The Mount Isa Mine Early Infrastructure, established in the 1920s and early 1930s, comprises: Lawlor Shaft and Winding Plant; Urquhart Shaft and Headframe; Mount Isa Mine Power Station; and Mount Isa Mine Experimental Dam. This infrastructure is important in demonstrating the pattern of development of Queensland's history, being surviving evidence of the establishment of large-scale mining at Mount Isa by the Mount Isa Mining Company (later Mount Isa Mines Limited) in the 1920s and early 1930s. The Lawlor Shaft and Winding Plant (1920s) are significant in Queensland's history as the earliest surviving winding plant and shaft at Mount Isa. Because of their direct association with the early development of Mount Isa Mine from 1924 they also have symbolic value. The Urquhart Shaft and Headframe (1930–31) is important in demonstrating the early development and growth of Mount Isa Mine. This headframe, which is an American A-frame rather than the more usual four poster frames of the period, was innovative at the time. The use of this style of headframe popularized the use of America A-frames. The Mount Isa Mine Power Station (1929–31) at the base of the Urquhart shaft hill are significant remains from the initial plant construction period at Mount Isa (1929) made possible by United States capital and engineering design. The place is of historical significance for its long association with power generation for the town of Mount Isa and the mine, prior to construction of Mica Creek power station. The Mount Isa Mine Experimental Dam (1920s) is the earliest surviving construction at Mount Isa and Mount Isa Mine, demonstrating the early development of Queensland's richest mining venture. The silted up dam remains as evidence of the vital need for storing water to enable mining operations to proceed. Its small size and out-of-the-way location on the Mount Isa Mine lease is in juxtaposition to the massive scale of the tailings dams, open cuts and tall chimneys marking the current operations.

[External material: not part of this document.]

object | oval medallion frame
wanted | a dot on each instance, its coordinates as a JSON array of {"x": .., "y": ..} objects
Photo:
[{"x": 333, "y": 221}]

The place demonstrates rare, uncommon or endangered aspects of Queensland's cultural heritage.

The development of the mining and mining infrastructure was on a scale rare in Queensland mining. It was also significant in Queensland that development was funded through an internationally accepted process of restructuring rather than through profits. In addition [at the Lawlor Shaft and Winding Plant] the two-cylinder steam winding engine manufactured by May Brothers, engineers of Gawler, South Australia, is a rare survivor and highlights the recycling of earlier Australian made equipment before specific heavy machinery was imported from England. The operational, pre-Second World War (English) General Electric turbine generator and alternator in the Mount Isa Mine Power Station is an extremely rare survivor of the former three units that comprised the initial power station to the mine.

The place has potential to yield information that will contribute to an understanding of Queensland's history.

The place has potential to reveal, through archaeological investigation, further information that may contribute to our knowledge of the early workings of the Mount Isa Mine.The Lawlor Shaft and Winding Plant demonstrates the continuity of mining history at Mount Isa and has the capacity to lend itself to interpretation of that history.

The place has a strong or special association with a particular community or cultural group for social, cultural or spiritual reasons.

The infrastructure has a symbolic association with the work of Mount Isa Mines, which has been important in the Queensland economy since the 1920s. The Urquhart Shaft and Headframe is the largest, most complex and most visible of the two surviving steel headframes at Mount Isa Mine. Silhouetted on the skyline it has been a community landmark for over sixty years.